So, stooping over the couch, she said:

"Do you know who arrived this evening? The Alfred Boysons. I saw them in the hall just now."

"They're on their honeymoon?" asked the faint voice, after a just perceptible pause.

Daphne assented. "She seems a pretty little thing."

Madeleine Verrier opened her tired eyes to look at Daphne. Mrs. Floyd—as Daphne now called herself—was dressed in deep black. The costly gown revealed a figure which had recently become substantial, and the face on which the electric light shone had nothing left in it of the girl, though Daphne Floyd was not yet thirty. The initial beauty of complexion was gone; so was the fleeting prettiness of youth. The eyes were as splendid as ever, but combined with the increased paleness of the cheeks, the greater prominence and determination of the mouth, and a certain austerity in the dressing of the hair, which was now firmly drawn back from the temples round which it used to curl, and worn high, à la Marquise, they expressed a personality—a formidable personality—in which self-will was no longer graceful, and power no longer magnetic. Madeleine Verrier gazed at her friend in silence. She was very grateful to Daphne, often very dependent on her. But there were moments when she shrank from her, when she would gladly never have seen her again. Daphne was still erect, self-confident, militant; whereas Madeleine knew herself vanquished—vanquished both in body and soul.

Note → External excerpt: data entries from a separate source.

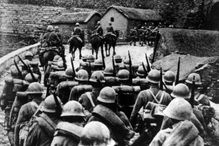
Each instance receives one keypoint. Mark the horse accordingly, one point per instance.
(75, 43)
(96, 42)
(110, 40)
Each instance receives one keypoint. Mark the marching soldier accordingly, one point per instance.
(68, 131)
(181, 130)
(43, 128)
(34, 94)
(89, 99)
(107, 112)
(151, 95)
(64, 88)
(96, 133)
(169, 79)
(82, 77)
(126, 93)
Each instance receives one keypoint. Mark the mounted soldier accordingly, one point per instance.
(89, 99)
(182, 129)
(149, 99)
(83, 86)
(107, 112)
(34, 95)
(69, 129)
(42, 130)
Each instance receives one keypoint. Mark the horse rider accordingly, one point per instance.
(78, 32)
(69, 129)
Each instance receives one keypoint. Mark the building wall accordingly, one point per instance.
(120, 22)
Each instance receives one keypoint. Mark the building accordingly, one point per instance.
(66, 22)
(125, 18)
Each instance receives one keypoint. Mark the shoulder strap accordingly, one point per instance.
(90, 98)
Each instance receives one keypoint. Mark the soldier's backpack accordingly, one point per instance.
(24, 127)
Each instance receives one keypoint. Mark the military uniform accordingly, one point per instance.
(67, 134)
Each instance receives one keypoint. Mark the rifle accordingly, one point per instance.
(145, 70)
(161, 79)
(58, 106)
(103, 58)
(155, 46)
(19, 71)
(28, 68)
(130, 67)
(72, 65)
(192, 101)
(178, 71)
(113, 63)
(148, 65)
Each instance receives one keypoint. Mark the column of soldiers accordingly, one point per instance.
(121, 104)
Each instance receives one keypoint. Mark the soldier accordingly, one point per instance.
(169, 79)
(12, 85)
(29, 56)
(34, 92)
(133, 35)
(50, 39)
(96, 134)
(182, 91)
(64, 88)
(89, 99)
(107, 112)
(151, 95)
(182, 130)
(140, 80)
(126, 93)
(82, 77)
(68, 131)
(43, 128)
(99, 29)
(109, 77)
(110, 29)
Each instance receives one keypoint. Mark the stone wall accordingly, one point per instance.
(28, 19)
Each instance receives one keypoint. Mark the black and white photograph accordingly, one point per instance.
(109, 72)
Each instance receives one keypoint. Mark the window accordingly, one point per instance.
(112, 19)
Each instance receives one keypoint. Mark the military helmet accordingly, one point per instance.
(169, 77)
(123, 75)
(181, 91)
(14, 71)
(98, 62)
(118, 58)
(28, 54)
(82, 75)
(95, 133)
(153, 76)
(197, 80)
(108, 71)
(72, 108)
(107, 95)
(179, 109)
(90, 58)
(49, 104)
(97, 76)
(35, 88)
(69, 73)
(141, 72)
(30, 79)
(49, 28)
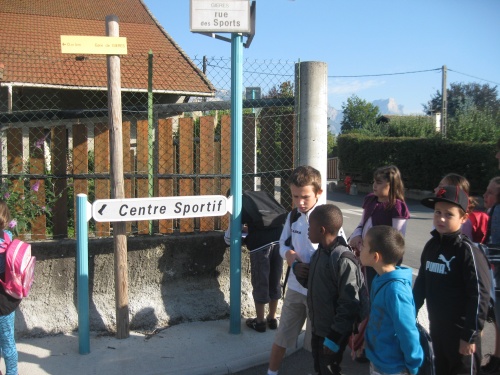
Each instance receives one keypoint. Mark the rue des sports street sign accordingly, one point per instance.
(136, 209)
(220, 16)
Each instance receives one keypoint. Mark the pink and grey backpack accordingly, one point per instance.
(19, 267)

Certain inner miseries and discomforts had been set vibrating by the name of Captain Boyson.

"You won't want to see him or come across him?" she said abruptly.

"Who? Alfred Boyson? I am not afraid of him in the least. He may say what he pleases—or think what he pleases. It doesn't matter to me."

"When did you see him last?"

Daphne hesitated a moment. "When he came to ask me for certain things which had belonged to Beatty."